Expanding the search for life beyond Earth

Since time immemorial, mankind has examined the heavens for signs of life. From the biblical wheel-in-the-sky of Ezekiel to Steven Spielberg's cuddly "E.T.," the possibility of extraterrestrial life has captured the popular imagination.

Scientists likewise have been intrigued. They have probed moon rocks and asteroids for bacterial fossils and spent decades sifting through signals from distant stars in hope of finding signs of alien civilizations.

Thus far, no real E.T.s.

Yet recent advances in astronomy, biology, and geology are spurring the most organized effort ever mounted to find extraterrestrial life.

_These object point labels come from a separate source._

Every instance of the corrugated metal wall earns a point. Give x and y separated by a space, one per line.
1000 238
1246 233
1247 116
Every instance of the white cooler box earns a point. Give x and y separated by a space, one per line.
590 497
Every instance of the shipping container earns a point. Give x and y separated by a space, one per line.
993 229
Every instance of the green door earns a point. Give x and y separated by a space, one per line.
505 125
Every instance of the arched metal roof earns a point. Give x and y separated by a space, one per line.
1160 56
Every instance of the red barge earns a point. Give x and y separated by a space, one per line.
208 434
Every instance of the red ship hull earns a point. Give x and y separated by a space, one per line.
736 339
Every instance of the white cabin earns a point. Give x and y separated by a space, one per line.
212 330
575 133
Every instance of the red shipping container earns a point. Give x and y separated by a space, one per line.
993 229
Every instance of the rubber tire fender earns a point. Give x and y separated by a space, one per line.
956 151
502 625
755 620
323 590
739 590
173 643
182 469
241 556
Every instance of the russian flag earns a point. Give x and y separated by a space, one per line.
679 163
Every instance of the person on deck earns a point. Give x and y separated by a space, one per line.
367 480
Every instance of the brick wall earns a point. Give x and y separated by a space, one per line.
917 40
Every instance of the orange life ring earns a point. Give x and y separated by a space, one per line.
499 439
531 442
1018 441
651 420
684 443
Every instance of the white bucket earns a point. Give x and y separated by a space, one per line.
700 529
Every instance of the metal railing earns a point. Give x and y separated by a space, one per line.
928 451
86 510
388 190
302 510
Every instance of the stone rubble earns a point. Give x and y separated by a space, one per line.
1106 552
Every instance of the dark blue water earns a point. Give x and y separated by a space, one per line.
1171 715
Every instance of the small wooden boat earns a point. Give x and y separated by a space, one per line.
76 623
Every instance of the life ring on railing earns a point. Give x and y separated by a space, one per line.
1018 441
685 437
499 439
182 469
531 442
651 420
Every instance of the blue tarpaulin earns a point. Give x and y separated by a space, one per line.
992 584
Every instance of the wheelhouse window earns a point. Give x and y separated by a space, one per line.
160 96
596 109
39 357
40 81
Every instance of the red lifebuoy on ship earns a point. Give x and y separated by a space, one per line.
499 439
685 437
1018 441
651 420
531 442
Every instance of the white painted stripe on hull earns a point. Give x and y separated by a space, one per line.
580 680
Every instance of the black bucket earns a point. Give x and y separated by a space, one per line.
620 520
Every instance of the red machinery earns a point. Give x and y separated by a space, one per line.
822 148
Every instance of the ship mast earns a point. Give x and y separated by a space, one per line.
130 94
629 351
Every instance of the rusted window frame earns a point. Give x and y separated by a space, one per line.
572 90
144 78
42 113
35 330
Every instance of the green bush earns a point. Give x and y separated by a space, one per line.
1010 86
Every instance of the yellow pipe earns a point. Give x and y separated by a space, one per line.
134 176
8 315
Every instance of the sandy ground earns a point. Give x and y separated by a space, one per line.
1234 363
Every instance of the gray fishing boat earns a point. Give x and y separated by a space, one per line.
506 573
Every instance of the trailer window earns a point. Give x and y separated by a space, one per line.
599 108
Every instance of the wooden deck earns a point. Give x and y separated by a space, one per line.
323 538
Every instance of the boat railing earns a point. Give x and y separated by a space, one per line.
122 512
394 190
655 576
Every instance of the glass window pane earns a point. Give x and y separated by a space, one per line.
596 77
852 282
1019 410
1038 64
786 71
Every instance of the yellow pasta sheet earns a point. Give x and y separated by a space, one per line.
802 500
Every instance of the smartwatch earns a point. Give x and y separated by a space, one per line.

Last week NASA announced a prestigious Nobel-Prize winner will head a new Astrobiology Institute. In the same week, researchers at the University of California at Berkeley unleashed what they call "the world's largest supercomputer," comprising more than 300,000 networked PCs, in a quest to locate radio signatures of intelligent life.

These are just two parts of an informal but vast network of prestigious scientists coalescing around the search for alien life. The network includes six other Nobel-Prize winners and scientists from almost every major research institution in the country.

At stake is not only an answer to the timeless question - "Are we alone?" - but also insights into how life evolves, what conditions support it, and whether mankind is unique in the universe.

"It's one of the greatest treasure hunts in history," says Lynn Harper, co-leader for astrobiology at NASA's Ames Research Center in Mountain View, Calif. "And why everyone is excited is not so much that the questions we're posing are new. It's that for the first time they may be answerable."

Scientists base their optimism on a confluence of advances that is bringing one of the great mysteries of life closer to resolution.

In 1995, astronomers located the first planets outside the solar system. Subsequent searches have turned up even more planets, increasing the likelihood that somewhere in the universe is one that could sustain life.

What's up on Mars?

Recent discoveries that Mars likely supported large bodies of water and may have had a system of sliding continental plates and an active internal magnetic geodynamo - all crucial to the development of life on Earth - indicate that life-supporting conditions existed at one time within our solar system.

Biologists have also learned life thrives under even the most trying circumstances, from bacteria buried deep within the Earth to spores frozen in polar ice to exotic tubeworms clustered around sulfur vents on the ocean floor.

"We are at the same stage as Galileo, Newton, and Leeuwenhoek were," says Dr. Baruch Blumberg, a Nobel laureate biologist and new head of the Astrobiology Institute. "Whenever they looked down the tube, they saw something new. Wherever we look, there is a new discovery."

Driving these advances is new technology. Astronomers now peer through telescopes equipped with advanced optical devices that allow them to blot out the bright light from stars in their search for planets. Astrophysicists can monitor hundreds of millions of radio channels simultaneously for sounds from alien civilizations.

Biologists manipulate tiny molecules and decode long strands of DNA far more rapidly and accurately than ever before - techniques that might allow them to identify and examine life on distant worlds.

More gee whiz

Miniaturization lets scientists place on spacecraft compact but complex devices that do everything from mapping the surface of planets in three dimensions to digging samples of rocks. Spacecraft themselves have become cheaper and easier to build.

"When I started my career, I never thought I would ever say we will have two missions to Mars every 26 months," says Ms. Harper. "You can do for a million dollars today what you could not do for any price a decade ago."

While recent progress has been impressive, it promises to accelerate in coming years as additional NASA and other projects come on line.

New space telescopes that will locate Earth-like planets will also allow scientists to better target their searches.

A new generation of inter-planetary spacecraft may allow man to drill deep into Mars to search for life. Or launch tiny submarines under bodies of water suspected to exist on Europa, a moon of Jupiter.

A plan to build a huge radio telescope that covers 2.5 acres will give scientists unparalleled ability to search for signals from intelligent life. And the new orbiting space station will allow scientists to test basic biological theories of the origins of life in a new environment.

"There is even the possibility of making miniature devices that collect DNA and can sequence it remotely," says Mr. Blumberg.

The new effort is already producing more idea sharing among researchers in disparate fields.

"We don't speak each other's languages and then we get forced together at meetings," says University of Arizona astronomer Nick Woolf. "That is wonderful. It guarantees that we start asking silly questions, which are often the best questions to ask."

When will we find ET?

To be sure, the first discovery of life may be years away. But even the search should produce new insights and knowledge.

And scientists are already addressing novel questions arising from recent discoveries, such as whether bacteria or other life could survive the extreme conditions of interstellar transport or whether the earliest life on Earth used oxygen from the beginning.

"I would go so far as to say that life elsewhere would be based on carbon chemistry," says senior researcher David Des Marais of NASA's Ames. "And we would need liquid water. Beyond that, once we get to molecules that are bigger, like proteins and DNA, there is a lot of room for variability."